The output — yield on cost and annual income at year N — is a demonstration of compounding mechanics, not a return forecast. In practice, share price changes affect both total return and reinvestment efficiency.
Which Stocks Qualify
Not every dividend payer is a valid Weiss candidate. DividendVisual selects stocks that meet the following criteria:
- 15+ years of uninterrupted dividend payments — enough history to build a reliable yield range.
- Stable, predictable free cash flow — consumer staples, utilities, healthcare, financials, and industrials dominate the universe for this reason.
- Payout ratio generally below 75% — leaves a buffer for earnings volatility without forcing a cut.
- No recent dividend cuts or freezes — a cut resets the historical range and makes prior signals meaningless.

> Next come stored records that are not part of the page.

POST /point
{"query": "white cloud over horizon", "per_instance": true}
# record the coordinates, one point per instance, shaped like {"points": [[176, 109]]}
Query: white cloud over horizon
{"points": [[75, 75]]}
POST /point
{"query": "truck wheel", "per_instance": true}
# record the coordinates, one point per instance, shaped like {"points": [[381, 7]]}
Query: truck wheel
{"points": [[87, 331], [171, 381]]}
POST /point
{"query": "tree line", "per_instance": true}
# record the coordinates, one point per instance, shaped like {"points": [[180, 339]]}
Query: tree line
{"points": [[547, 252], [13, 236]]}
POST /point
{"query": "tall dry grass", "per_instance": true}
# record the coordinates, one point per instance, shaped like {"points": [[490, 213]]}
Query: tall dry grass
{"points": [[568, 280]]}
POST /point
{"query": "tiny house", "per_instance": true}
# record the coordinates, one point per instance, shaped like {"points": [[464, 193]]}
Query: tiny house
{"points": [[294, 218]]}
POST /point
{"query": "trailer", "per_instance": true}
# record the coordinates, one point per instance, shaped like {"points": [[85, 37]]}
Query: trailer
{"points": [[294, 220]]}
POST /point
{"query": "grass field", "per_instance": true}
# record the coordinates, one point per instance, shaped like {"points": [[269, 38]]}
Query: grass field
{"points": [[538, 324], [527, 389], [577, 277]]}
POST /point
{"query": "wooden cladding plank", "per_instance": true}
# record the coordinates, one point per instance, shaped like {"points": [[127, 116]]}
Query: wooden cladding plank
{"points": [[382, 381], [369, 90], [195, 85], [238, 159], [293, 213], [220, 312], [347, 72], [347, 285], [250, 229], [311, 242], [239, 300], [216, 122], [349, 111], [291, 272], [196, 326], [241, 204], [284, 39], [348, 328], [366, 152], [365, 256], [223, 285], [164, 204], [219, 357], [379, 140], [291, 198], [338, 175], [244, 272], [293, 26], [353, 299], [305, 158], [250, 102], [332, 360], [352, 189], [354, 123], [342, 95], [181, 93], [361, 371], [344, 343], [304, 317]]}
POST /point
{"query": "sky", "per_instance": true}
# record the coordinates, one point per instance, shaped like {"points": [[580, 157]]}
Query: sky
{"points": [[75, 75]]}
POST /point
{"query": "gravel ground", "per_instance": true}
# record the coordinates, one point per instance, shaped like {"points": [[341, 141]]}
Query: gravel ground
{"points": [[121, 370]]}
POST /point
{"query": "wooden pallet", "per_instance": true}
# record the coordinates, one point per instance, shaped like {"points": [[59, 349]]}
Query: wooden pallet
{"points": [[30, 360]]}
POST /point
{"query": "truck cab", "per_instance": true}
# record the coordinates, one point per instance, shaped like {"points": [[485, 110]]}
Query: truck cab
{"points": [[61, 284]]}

The current universe covers 62 stocks including all Dividend Kings, most Dividend Aristocrats, and selected REITs and utilities that meet the eligibility bar.
What the Method Cannot Do
The Weiss method is not a short-term timing tool. A stock can sit in undervalued territory for months while the market ignores it. The signal reflects a probabilistic edge over a full cycle, not a near-term price catalyst.
The method also breaks down when the dividend itself is at risk. A stock yielding 7% that then cuts to 3.5% has not provided a Weiss entry opportunity — it has provided a loss. The quality score is designed to filter these cases, but no quantitative screen is perfect. Always verify dividend coverage before acting on a valuation signal.